By default, S3A includes the current Hadoop version in the User-Agent string passed through the AWS SDK to the Amazon S3 service. You may also include optional additional information to identify your application by setting configuration property fs.s3a.fs.s3a.user.agent.prefix in core-site.xml or on the command line, as documented here:

<property>
  <name>fs.s3a.user.agent.prefix</name>
  <value></value>
  <description>
    Sets a custom value that will be prepended to the User-Agent header sent in
    HTTP requests to the S3 back-end by S3AFileSystem.  The User-Agent header
    always includes the Hadoop version number followed by a string generated by
    the AWS SDK.  An example is "User-Agent: Hadoop 2.8.0, aws-sdk-java/1.10.6".

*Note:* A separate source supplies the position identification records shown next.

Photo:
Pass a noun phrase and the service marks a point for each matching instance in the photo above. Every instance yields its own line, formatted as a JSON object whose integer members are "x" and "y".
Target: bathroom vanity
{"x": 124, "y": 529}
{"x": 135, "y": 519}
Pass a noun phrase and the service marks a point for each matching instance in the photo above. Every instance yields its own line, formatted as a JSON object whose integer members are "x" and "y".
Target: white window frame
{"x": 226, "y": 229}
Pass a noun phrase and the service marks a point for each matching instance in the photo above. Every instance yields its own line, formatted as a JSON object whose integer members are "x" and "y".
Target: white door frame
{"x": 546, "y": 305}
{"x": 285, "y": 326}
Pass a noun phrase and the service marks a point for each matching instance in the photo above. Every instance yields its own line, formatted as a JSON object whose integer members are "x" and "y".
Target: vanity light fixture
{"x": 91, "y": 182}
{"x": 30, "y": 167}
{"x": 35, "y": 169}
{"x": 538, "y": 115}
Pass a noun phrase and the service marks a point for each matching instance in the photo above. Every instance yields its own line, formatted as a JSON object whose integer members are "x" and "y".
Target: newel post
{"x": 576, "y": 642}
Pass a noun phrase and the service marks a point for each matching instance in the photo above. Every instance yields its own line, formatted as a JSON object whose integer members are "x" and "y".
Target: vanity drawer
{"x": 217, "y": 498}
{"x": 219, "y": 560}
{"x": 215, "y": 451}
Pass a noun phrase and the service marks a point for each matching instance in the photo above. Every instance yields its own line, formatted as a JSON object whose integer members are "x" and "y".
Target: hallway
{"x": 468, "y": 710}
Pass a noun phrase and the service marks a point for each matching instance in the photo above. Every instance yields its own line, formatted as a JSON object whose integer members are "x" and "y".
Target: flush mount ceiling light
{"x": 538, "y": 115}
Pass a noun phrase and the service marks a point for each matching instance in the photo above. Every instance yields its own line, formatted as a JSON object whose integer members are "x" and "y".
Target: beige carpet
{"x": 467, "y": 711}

    If this optional property is set, then its value is prepended to create a
    customized User-Agent.  For example, if this configuration property was set
    to "MyApp", then an example of the resulting User-Agent would be
    "User-Agent: MyApp, Hadoop 2.8.0, aws-sdk-java/1.10.6".
  </description>
</property>

The presence of "Hadoop" in the User-Agent identifies that the source of the call is a Hadoop application, running a specific version of Hadoop. Setting a custom prefix is optional, but it may assist AWS support with identifying traffic originating from a specific application.